BYU's Unique Curriculum
For those who haven't yet done their field school, the undergraduate Anthropology degree is built around the thesis. There are four classes that you take as part of writing your thesis. These classes will mentor you through the process of 1) designing a research project, including background research and methodology (442), 2) conducting the necessary fieldwork (495), 3) analyzing the data (443), and 4) writing it all up (499). This will ensure that once you have finished course work, you will have an impressive finished product.
Upon graduating you will then be able to take this impressive product to employers to demonstrate to them what you are capable of. There are very few college graduates who can say that they have undertaken a major research project from start to finish. To have done so will put you in the top 5% of college graduates in the U.S. That is a serious advantage.
Unfortunately, many of our anthropology undergraduates often don’t realize what a tremendous accomplishment this is. If you are an anthropology graduate, don’t make this mistake. Be sure to make mention of this in all of your resume related documents and be ready to talk about it in job interviews. (Don’t hide your thesis under a bushel!).
So, what skills can you expect to gain from your thesis research?
Skills You Will Acquire as an Anthropology Major at BYU
1. Ability to communicate through writing and speaking. The final thesis that you will produce will be a 25-50 page paper that demonstrates your thorough engagement with theory and previous research and makes an original contribution to this research with the research findings from your field work. You will spend a lot of time drafting this document and writing and re-writing. As any good writer can tell you, this is the key to becoming a good communicator in writing.
2. Additionally, as part of the process, you will present your research (multiple times) to a number of different audiences.
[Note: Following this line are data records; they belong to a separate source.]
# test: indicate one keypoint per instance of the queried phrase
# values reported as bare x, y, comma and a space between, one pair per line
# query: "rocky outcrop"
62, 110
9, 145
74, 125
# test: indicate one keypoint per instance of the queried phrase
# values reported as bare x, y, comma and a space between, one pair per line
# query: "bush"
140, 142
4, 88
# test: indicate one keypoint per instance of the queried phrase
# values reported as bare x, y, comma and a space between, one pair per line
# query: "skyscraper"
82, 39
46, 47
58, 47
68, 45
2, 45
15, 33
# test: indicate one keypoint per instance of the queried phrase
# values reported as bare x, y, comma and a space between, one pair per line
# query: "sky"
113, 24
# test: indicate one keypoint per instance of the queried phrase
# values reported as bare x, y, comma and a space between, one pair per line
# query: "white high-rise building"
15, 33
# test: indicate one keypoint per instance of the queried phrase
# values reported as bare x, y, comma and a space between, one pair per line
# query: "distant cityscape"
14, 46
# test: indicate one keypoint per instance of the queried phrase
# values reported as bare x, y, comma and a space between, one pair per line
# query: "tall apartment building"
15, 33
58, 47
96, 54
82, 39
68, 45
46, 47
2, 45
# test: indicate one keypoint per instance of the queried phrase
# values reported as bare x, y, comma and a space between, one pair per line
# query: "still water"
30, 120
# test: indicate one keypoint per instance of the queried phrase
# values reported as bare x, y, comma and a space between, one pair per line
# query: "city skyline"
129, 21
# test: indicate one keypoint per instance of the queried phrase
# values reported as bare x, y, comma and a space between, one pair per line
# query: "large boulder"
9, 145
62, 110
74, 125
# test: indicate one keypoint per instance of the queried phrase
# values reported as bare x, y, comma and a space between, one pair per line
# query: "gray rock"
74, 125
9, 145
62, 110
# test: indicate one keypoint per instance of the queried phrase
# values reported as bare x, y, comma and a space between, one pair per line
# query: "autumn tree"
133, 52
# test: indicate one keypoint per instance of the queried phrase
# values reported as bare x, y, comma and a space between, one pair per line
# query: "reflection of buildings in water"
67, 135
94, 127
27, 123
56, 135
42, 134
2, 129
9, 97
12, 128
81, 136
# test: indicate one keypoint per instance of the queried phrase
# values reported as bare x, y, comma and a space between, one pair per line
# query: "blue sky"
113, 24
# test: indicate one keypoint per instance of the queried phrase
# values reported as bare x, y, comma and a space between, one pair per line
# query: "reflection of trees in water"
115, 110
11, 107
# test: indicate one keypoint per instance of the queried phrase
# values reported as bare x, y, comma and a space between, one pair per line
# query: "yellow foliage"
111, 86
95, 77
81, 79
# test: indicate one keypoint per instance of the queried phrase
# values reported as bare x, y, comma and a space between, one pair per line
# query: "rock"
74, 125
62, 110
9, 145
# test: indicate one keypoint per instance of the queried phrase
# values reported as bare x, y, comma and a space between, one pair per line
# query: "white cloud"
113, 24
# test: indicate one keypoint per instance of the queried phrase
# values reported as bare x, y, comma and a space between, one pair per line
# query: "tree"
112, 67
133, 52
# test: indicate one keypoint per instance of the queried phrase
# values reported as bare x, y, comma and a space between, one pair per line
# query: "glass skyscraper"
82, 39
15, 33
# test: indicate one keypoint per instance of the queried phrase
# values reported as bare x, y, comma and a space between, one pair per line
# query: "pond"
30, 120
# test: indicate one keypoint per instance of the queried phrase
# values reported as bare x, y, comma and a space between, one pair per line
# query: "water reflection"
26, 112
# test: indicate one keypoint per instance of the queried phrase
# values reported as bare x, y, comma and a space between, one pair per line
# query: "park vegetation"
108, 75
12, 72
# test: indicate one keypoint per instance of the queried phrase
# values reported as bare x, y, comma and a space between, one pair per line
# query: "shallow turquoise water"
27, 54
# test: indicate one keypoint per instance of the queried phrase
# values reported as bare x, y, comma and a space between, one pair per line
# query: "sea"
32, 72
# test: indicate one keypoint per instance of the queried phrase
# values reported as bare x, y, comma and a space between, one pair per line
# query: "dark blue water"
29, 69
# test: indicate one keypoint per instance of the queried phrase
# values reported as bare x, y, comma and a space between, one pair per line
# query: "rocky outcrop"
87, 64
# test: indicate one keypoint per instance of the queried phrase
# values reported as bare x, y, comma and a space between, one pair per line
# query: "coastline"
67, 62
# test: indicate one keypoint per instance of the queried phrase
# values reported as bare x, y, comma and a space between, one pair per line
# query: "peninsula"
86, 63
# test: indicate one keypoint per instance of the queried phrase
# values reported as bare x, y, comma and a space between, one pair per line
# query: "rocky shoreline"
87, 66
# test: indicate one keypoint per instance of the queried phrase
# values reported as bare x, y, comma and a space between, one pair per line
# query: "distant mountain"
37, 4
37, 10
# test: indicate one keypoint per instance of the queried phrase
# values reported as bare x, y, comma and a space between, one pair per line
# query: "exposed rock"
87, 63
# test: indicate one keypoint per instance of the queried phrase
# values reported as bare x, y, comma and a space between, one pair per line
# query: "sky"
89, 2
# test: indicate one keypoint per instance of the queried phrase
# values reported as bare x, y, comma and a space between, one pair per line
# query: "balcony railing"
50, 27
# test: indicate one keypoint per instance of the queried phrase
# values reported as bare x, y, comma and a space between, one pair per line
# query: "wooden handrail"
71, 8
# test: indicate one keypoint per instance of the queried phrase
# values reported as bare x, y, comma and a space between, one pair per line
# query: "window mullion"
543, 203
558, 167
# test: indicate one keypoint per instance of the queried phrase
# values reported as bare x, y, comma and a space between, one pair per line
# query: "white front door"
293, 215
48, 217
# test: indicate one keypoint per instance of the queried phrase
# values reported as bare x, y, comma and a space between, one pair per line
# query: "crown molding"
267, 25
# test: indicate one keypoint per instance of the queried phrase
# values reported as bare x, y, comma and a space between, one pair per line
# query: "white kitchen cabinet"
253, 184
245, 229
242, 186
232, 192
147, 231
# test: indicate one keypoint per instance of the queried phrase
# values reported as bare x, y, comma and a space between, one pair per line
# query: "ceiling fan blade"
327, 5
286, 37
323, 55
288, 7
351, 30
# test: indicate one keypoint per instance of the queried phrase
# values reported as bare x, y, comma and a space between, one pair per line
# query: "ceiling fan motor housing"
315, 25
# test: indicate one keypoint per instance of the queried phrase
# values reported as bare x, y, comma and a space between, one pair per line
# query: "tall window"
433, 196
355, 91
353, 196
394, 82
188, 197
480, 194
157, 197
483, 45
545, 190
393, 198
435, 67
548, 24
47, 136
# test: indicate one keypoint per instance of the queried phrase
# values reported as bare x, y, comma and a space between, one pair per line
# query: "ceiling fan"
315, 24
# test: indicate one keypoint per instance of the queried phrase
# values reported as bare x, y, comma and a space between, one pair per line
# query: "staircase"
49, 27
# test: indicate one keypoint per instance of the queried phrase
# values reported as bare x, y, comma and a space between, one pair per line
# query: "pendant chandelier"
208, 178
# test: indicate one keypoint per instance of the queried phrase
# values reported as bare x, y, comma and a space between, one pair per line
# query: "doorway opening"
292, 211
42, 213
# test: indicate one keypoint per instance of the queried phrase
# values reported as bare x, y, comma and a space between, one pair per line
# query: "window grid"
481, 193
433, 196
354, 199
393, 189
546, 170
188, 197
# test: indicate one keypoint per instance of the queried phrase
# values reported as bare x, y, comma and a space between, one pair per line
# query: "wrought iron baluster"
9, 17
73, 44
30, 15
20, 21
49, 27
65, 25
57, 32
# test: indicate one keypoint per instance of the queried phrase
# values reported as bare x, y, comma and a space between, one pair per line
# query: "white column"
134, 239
In doing so, you will develop your skills at presenting orally.
3. The ability to work in teams (typically, you will be working with others in your field site).
4. Ability to design and carry out research independently. This includes designing a research project from scratch, starting with question design, background literature review, design of what you will do in the field, and carrying out that research in the field.
5. Abillity to independently analyze and interpret data that you have collected during your field work. In doing this you will develop skills using qualitative data analysis software to analyze the data you have collected.
6. Ability to communicate clearly and effectively in oral and written form. In addition to your thesis paper, you will have multiple opportunities to present your findings and will receive constructive feedback each step along the way.
Other skills you will gain from general coursework in Anthropology
7. Ability to understand different cultures and to know how to completely communicate accross cultural difference.
8. Critical thinking skills. You will develop this attribute in every course you take in Anthropology as we challenge you to think differently and to question your basic assumptions and understandings about the world around you.
9. Ability to communicate well in writing. Most anthropology courses involve writing of some sort or other.
10. Think about the world differently.
With these learned skills you will now be prepared to enter the workforce and excel in whatever field you choose.